Wednesday, December 5, 2007

The Technological Divide

When I returned from the annual National Council for Teachers of English conference last month, I was energized by the myriad of ideas for integrating technology into my classroom. I am fortunate enough to work in a district that encourages its teachers and students to explore meaningful ways of utilizing technology in the classroom. I am fortunate in so many ways. Recently, along with 18 other teachers in my building, I was awarded a technology based grant which will put 30 laptops, a SmartBoard, web camera, digital camera, and all sorts of software in the hands of my students. I’m excited by this opportunity, but also deeply troubled.

I teach a non-Western literatures course. My students spend a semester reading, writing, analyzing, and reflecting on the literature of people and cultures all across Africa, the Middle East, South East Asia, East Asia, and Latin America. The focus of our studies is not to make world outside the walls of our small community more exotic, but to share the lives of human beings – we all fear death, we desire connection to others, we all need to be understood. Regardless of the culture, traditions, and beliefs that we are born into, we all share a common humanity. As individuals we are more alike than we are different.

I have the luxury of exploring this theme with my students. It is easy for us as we sit in our heated classroom (or air-conditioned, depending upon the time of year), with VCR/DVD players and LCD projectors and laptops and books. But at times, many times, it feels dishonest. It is easy for me and my students to spend time contemplating what we share with others when we have a roof over our heads, food in our bellies, and the luxury of attending school each day. My students don’t worry in the same way that a child from a developing nation does about where the next meal will come from or whether war will take away our home and family.

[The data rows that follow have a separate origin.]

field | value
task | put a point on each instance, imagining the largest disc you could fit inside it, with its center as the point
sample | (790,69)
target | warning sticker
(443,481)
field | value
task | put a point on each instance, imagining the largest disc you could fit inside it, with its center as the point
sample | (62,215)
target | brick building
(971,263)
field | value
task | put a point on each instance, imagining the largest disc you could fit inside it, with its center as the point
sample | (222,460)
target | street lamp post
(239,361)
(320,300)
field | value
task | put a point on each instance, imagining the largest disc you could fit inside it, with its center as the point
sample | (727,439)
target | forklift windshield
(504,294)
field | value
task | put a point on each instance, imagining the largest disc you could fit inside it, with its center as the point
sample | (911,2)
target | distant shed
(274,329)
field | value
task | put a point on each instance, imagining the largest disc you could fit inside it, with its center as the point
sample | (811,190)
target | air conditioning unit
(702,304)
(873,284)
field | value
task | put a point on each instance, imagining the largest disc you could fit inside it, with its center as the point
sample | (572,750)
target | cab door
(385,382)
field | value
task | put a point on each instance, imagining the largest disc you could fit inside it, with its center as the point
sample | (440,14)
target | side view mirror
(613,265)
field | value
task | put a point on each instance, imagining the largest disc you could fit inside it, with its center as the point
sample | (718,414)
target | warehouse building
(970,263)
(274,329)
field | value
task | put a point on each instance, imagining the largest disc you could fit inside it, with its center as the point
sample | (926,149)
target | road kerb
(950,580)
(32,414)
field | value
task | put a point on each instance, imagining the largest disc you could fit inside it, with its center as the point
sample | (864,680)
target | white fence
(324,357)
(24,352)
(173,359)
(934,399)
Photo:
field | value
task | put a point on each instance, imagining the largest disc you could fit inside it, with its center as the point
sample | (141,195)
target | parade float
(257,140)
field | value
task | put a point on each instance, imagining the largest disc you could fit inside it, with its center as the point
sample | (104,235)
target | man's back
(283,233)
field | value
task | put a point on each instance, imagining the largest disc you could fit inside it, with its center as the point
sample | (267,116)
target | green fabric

My students spend part of our semester researching an issue currently facing a non-Western culture, and as a requirement of the project, they must find a way to share that research with an audience outside our classroom; they must find a way to make a difference. But it is only because of such privilege that we are able to study what we do. And now I’m rewarded with more technology, widening the gap between the cultures we study and how we do it. It doesn’t seem honest to have my students explore what connects them to students in Liberia when the technology we are using to undertake that study is one of the very things that divides us. The divide between those with access and those without is widening. Is technology loosening our grip on our humanity?


So when a colleague started telling me about the Give One, Get One laptop program, you can understand why I was a bit skeptical. How will giving students in developing nations a laptop change oppressive governmental regimes, unequal distribution of wealth, or lack of clean drinking water? And that’s when it hit me: laptop = literacy. I don’t mean literacy in terms of teaching a child to speak, write, or read English, Swahili, or French. Instead, the power in giving a child a laptop is that it helps that student become technologically literate. Yes, it will also increase her traditional literacies, but even more, a laptop connects that child to the world outside her immediate community.

Paulo Friere and Stanley Fish both wrote about this very idea: When you know the word for something, you own that thing. You have power over it. You can describe it, you can manipulate it, you can use it with conviction. Literacy equals power. The same principle applies to technology. A child with the knowledge of how to navigate the Internet has power. He or she is able to enter into the realm of the privileged class. Education is not just the playground of the elite when everyone has the opportunity to enter into the discussion.

And, so I encourage you to check out the One Laptop Per Child Project like I did. What a wonderful gift for the child in your life - each time your child connects to the Internet, you’ll know you’ve also helped to empower another child not so different from your own.